Monday, April 5, 2010

You miss more than you hit (with a note on Oswald, Ruby, Beers and Jackson)

In baseball, a batting average of over .300 is considered pretty good. What's it mean? It means that, seven times out of every ten chances, you failed. And that's if you're good.

Now, consider that baseball is pretty easy, compared to photography. After all, in baseball, you know when you're at bat, and you know when the pitch is coming. As a photographer, I have no idea when I'm going to see my next photograph. This is true not just now as I sit at my computer and write, but it's true even when I'm working, even when I have the camera to my eye and I'm "at bat," so to speak, and ready to swing. I can miss photos because I don't have a camera, and I can miss photos because I clicked the shutter half a second too soon or too late. Taking candids of my nephew yesterday after Easter dinner, I missed a number of shots that I think would have been good, because Matthew is a year and a half old, constantly on the move, and not generally willing to hold a cute expression long enough for me to focus and react. I was shooting with flash, and I had to wait a second or two between shots for my batteries to recycle. Them's the breaks.

Who shot Oswald?

This truth—you miss more than you hit—applies even to famous photographers, perhaps especially to famous photographers. I'm reminded of it today by a post today at Mike Johnson's The Online Photographer blog. The post is actually a link to an article by Michael Granberry at the Dallas News. The article was written in 2004, but Mike Johnston thought of it today and decided to repost it. I recommend you read Granberry's article, and visit The Online Photographer, too, because Mike Johnston posts the photos.

Here's the gist. In November, 1963, on the day that President Kennedy's assassin, Lee Harvey Oswald, was being transferred from one jail to another, ace photographers for Dallas's two daily newspapers were on the scene, expecting a routine photo-op. Both of them took dramatic photos of a totally unexpected event: the fatal shooting of Oswald by Dallas weirdo Jack Ruby. Here are the two photos.
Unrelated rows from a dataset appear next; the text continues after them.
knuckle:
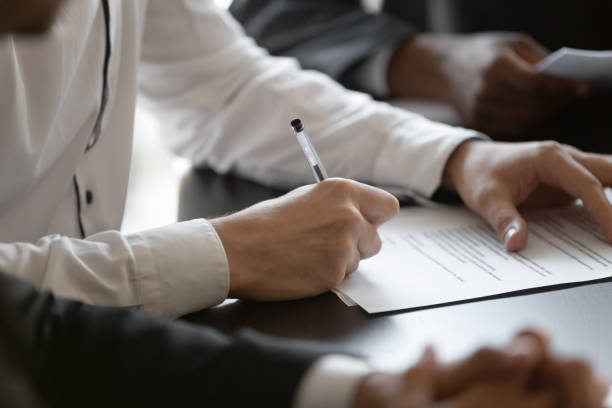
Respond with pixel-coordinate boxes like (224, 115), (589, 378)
(332, 236), (356, 258)
(372, 233), (382, 256)
(325, 265), (346, 289)
(538, 140), (563, 157)
(565, 360), (591, 378)
(337, 206), (363, 231)
(319, 178), (354, 197)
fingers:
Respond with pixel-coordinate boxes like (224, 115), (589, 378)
(535, 143), (612, 242)
(448, 382), (557, 408)
(512, 36), (549, 65)
(436, 330), (548, 398)
(564, 146), (612, 187)
(354, 182), (399, 227)
(475, 186), (528, 252)
(357, 222), (382, 259)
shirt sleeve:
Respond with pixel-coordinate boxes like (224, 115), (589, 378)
(0, 219), (229, 318)
(293, 355), (372, 408)
(140, 0), (481, 196)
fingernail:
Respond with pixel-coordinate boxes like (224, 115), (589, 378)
(509, 336), (539, 367)
(421, 346), (436, 365)
(504, 227), (518, 246)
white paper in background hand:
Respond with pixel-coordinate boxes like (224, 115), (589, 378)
(537, 48), (612, 89)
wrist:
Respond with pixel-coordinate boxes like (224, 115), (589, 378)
(210, 216), (249, 298)
(442, 140), (482, 193)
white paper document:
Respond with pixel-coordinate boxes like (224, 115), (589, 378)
(336, 205), (612, 313)
(537, 48), (612, 89)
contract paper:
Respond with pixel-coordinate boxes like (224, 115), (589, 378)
(537, 48), (612, 89)
(336, 205), (612, 313)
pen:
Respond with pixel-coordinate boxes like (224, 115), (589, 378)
(291, 119), (327, 183)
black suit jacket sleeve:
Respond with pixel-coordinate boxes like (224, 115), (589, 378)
(0, 273), (320, 408)
(230, 0), (420, 86)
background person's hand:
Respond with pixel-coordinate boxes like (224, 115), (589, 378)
(443, 141), (612, 251)
(212, 179), (399, 300)
(388, 32), (589, 137)
(355, 331), (608, 408)
(0, 0), (65, 34)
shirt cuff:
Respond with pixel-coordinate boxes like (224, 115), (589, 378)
(293, 355), (372, 408)
(353, 43), (397, 99)
(126, 219), (229, 318)
(374, 117), (489, 197)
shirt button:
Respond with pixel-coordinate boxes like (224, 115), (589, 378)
(85, 190), (93, 205)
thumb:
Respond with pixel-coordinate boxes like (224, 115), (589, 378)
(480, 194), (528, 252)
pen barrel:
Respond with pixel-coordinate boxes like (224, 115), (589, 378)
(295, 131), (328, 182)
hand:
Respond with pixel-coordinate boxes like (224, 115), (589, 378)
(388, 33), (589, 136)
(443, 141), (612, 251)
(212, 179), (399, 300)
(0, 0), (64, 35)
(355, 331), (608, 408)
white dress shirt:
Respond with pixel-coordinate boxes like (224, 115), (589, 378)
(0, 0), (478, 406)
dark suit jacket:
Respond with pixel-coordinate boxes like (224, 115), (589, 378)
(0, 273), (320, 408)
(231, 0), (612, 87)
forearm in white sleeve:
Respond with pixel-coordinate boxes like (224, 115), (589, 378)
(140, 0), (481, 196)
(0, 220), (229, 318)
(293, 355), (372, 408)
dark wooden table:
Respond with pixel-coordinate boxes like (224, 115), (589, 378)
(179, 170), (612, 379)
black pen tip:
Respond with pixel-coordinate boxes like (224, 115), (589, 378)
(291, 119), (304, 132)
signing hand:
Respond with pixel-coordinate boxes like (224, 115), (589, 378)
(444, 141), (612, 251)
(212, 179), (399, 300)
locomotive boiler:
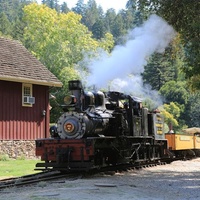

Ruby shoots Oswald, by Jack Beers

Ruby shoots Oswald, by Robert Jackson

The first image above is Jack Beers' great photo. Beers was the photographer for the Dallas Morning News, and as Oswald was escorted into the garage, Beers was better positioned than his rival from the Dallas Times Herald, Bob Jackson. Beers saw Ruby running forward earlier and reacted faster. In so doing, he got a great shot, showing Ruby with his pistol aimed right at Oswald's heart, in the very act of pulling the trigger. I'm not sure but I think the image as shown here is pretty close to the full frame Beers captured, which is to say that he composed the shot really well.

The second shot above isn't framed as well: you can see the shoulder of someone standing in front of photographer Bob Jackson, who was there representing the Dallas Times Herald. Nevertheless, because he was slower to react, Jackson snapped his shutter at an even more "decisive moment", capturing Oswald's reaction as he is hit by the bullet, as well as the sheriff's surprise at the shooting.

Jackson's photo won the Pulitzer Prize that year. If Jackson's photo hadn't been taken, Beers surely would have won instead.

Them's the breaks.

I was aware of both photos but I had never read this back story and I'm grateful to Mike Johnston for bringing it to my attention. I urge you to read Granberry's entire account over at DallasNews.com, for more about the human angle, in particular.


The moral

The moral of the story is obvious but important. No matter how good you are, or how hard you try, you are going to miss many, many more photographs than you ever take.

I carry a camera with me almost everywhere I go. Yet I miss good photos constantly.

Sometimes I strike out swinging, that is, sometimes I have the camera to my eye and I'm looking in the right direction, but I click the shutter a split-second too early or too late, or even more painfully, I click the shutter at the right instant but the flash didn't fire, or the shot was focused incorrectly. It happens.

But often, I strike out looking, that is, I don't have a camera with me, or I just can't raise it to my eye fast enough. Last fall, while on a bike ride by the lake with my wife, I saw one of the most spectacular sunsets I've ever seen. Uncharacteristically I did not have a camera with me, and there was nothing I could do but stop and admire the remaining couple minutes of the sunset. Another miss that sticks in my mind, is the photo I did not take of a mountain lion crossing the road directly in front of my car. This happened a couple of years ago, at the top of Rocky Mountain National Park. My camera was in my lap, but I was too dumb-struck to grab it and shoot. My wife was with me and saw the mountain lion, too, so I know I didn't imagine it. Apparently we interrupted the mountain lion an instant after it had attacked an elk; we saw the cow elk, agitated and bloodied on the shoulder, running down the road as we continued on our way. We reported the sighting of both animals when we got to a ranger station. The ranger we spoke to had worked in the park for twenty years and never yet seen a mountain lion.

Fortunately, I forget most of my misses pretty quickly and don't lose sleep about them. You have to learn to live with it.